Epigenetic characterization of hematopoietic stem cell differentiation using miniChIP and bisulfite sequencing analysis

Abstract

Hematopoietic stem cells (HSC) produce all blood cell lineages by virtue of their capacity to self-renew and differentiate into progenitors with decreasing cellular potential. Recent studies suggest that epigenetic mechanisms play an important role in controlling stem cell potency and cell fate decisions. To investigate this hypothesis in HSC, we have modified the conventional chromatin immunoprecipitation assay allowing for the analysis of 50,000 prospectively purified stem and progenitor cells. Together with bisulfite sequencing analysis, we found that methylated H3K4 and AcH3 and unmethylated CpG dinucleotides colocalize across defined regulatory regions of lineage-affiliated genes in HSC. These active epigenetic histone modifications either accumulated or were replaced by increased DNA methylation and H3K27 trimethylation in committed progenitors consistent with gene expression. We also observed bivalent histone modifications at a lymphoid-affiliated gene in HSC and downstream transit-amplifying progenitors. Together, these data support a model in which epigenetic modifications serve as an important mechanism to control HSC multipotency.

Fig. 1.

Expression analysis of lineage-affiliated genes in purified hematopoietic cell subsets. (A) Locus maps of the β-globin, Gata1, c-fms, Ptcrα, and Gata3 regulatory regions. Numbers indicate the nucleotide position in kilobases relative to the TSS indicated by right-facing arrows. Dark gray boxes represent the regulatory regions, designated names of the elements are shown, and light gray boxes indicate coding regions of the β-globin genes. qRT-PCR products for ChIP assays are indicated by double-ended arrows. Open boxes indicate the amplicons for the BS analysis. (B) Distribution of lineage-affiliated gene expression. Expression of c-fms, β-globin, GATA1, GATA3, and Ptcrα in hematopoiesis as measured by qRT-PCR. Relative expression to BM after β-actin normalization is shown on the y axis by using the comparative Ct (2^−ΔΔCt) method. Error bars represent mean ± SD of three independent sort experiments.

Fig. 2.

Establishment of the miniChIP assay. (A) Comparison of histone modifications detected at the β-globin locus in 1 × 10⁶ and 50,000 MEL cells. Gene-specific enrichment was examined by qRT-PCR. IgG background was subtracted from the histone-specific antibody enrichment values.
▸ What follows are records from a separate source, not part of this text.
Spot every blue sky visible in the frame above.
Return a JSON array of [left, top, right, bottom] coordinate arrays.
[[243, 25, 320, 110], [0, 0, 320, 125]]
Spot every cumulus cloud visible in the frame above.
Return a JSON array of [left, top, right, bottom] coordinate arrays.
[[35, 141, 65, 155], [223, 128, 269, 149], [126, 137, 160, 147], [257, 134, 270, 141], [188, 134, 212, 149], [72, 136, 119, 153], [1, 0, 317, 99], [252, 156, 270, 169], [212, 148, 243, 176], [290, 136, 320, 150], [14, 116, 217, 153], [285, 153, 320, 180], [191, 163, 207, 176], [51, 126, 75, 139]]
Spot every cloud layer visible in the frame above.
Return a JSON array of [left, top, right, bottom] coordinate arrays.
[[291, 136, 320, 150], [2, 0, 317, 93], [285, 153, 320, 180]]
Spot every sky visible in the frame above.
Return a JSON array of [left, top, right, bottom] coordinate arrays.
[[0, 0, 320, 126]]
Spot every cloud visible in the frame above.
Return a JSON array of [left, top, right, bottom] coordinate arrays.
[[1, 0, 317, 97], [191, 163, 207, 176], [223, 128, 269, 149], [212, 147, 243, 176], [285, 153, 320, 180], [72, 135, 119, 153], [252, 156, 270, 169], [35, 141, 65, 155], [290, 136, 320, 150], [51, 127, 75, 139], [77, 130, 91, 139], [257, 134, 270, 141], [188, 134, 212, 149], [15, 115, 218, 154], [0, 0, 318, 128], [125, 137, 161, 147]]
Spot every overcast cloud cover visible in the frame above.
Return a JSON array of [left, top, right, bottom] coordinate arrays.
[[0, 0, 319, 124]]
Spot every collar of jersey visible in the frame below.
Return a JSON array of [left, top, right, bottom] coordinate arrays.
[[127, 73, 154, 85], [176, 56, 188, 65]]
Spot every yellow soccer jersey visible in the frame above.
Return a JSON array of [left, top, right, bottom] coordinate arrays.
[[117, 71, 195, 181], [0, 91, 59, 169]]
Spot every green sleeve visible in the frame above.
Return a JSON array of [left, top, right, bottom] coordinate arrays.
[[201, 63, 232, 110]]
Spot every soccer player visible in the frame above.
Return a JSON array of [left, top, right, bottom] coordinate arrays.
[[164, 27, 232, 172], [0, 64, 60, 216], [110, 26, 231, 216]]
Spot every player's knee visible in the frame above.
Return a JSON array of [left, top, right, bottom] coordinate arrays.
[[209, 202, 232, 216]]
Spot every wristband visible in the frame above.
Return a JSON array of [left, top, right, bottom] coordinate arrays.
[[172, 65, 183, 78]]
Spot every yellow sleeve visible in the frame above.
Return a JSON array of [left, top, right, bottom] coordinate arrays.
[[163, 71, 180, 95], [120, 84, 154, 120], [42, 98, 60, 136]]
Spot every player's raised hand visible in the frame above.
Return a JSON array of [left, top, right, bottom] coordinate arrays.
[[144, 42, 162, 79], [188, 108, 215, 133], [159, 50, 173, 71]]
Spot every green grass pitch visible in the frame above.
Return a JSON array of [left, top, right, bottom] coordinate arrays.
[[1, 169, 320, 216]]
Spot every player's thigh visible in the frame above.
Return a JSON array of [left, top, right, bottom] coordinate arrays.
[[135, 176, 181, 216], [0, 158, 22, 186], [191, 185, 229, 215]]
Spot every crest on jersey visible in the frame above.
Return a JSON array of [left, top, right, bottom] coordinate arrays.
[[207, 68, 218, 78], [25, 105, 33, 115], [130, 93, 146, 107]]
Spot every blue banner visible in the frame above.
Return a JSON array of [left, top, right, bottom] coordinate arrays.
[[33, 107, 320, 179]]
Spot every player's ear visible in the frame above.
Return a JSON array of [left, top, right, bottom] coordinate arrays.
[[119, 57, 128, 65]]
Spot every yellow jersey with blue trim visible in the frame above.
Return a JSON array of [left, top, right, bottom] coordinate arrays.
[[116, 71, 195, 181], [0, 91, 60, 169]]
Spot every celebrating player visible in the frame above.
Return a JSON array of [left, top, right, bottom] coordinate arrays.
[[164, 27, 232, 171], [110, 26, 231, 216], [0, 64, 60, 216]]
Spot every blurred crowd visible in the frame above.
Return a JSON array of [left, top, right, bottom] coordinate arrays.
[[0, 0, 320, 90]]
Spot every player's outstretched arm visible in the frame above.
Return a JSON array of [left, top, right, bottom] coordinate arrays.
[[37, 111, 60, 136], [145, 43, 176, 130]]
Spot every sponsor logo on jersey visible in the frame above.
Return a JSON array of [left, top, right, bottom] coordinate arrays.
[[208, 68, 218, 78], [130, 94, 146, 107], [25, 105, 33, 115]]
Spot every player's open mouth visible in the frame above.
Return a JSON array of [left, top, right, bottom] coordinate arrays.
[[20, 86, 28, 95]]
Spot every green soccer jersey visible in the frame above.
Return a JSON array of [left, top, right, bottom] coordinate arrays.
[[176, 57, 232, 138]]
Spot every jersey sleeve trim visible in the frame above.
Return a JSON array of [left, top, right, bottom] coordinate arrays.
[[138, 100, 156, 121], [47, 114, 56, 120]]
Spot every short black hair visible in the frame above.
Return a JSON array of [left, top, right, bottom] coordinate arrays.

Error bars represent the mean ± SD of six independent experiments. (B) MiniChIP analysis of 50,000 TSA-treated MEL cells using antibodies to AcH4. Open bars represent enrichment values in the untreated control, and black bars indicate AcH4 levels in cells treated with TSA. (C) MiniChIP analysis of 50,000 primary EP and splenic CD4⁺ T cells with antibodies against acetylated histones H3 and H4. (D) MiniChIP assays using antibodies specific for AcH3 and H3K4me2 in 50,000 HSC and MPP. Error bars represent the mean ± SD of three independent experiments.

Fig. 3.

Active histone modifications associate with lineage-affiliated genes during early hematopoiesis. MiniChIP analysis of H3K4me2, H3K4me3, AcH3, and H3K27me3 levels at the regulatory regions of Gata1 (A), c-fms (B), Ptcrα (C), and Gata3 (D) genes in HSC (black bars), MPP (gray bars), CLP (yellow bars), CMP (pink bars), GMP (blue bars), and MEP (red bars) using qRT-PCR. Error bars represent the mean ± SD of three independent miniChIP experiments.

Fig. 4.

HSC and committed progenitors exhibit distinct DNA methylation patterns. BS analysis across the regulatory regions of Gata1 (A), c-fms (B), and Ptcrα (C) genes in HSC, MPP, CLP, CMP, GMP, MEP, proT3, proT4, and liver cells. Results obtained for the Ptcrα gene are also described in ref. . The percent methylation of each CpG dinucleotide was determined by the number of methylated clones in the total number of clones sequenced as indicated in the heat map ranging from 100% methylated (red) to 0% methylated (green).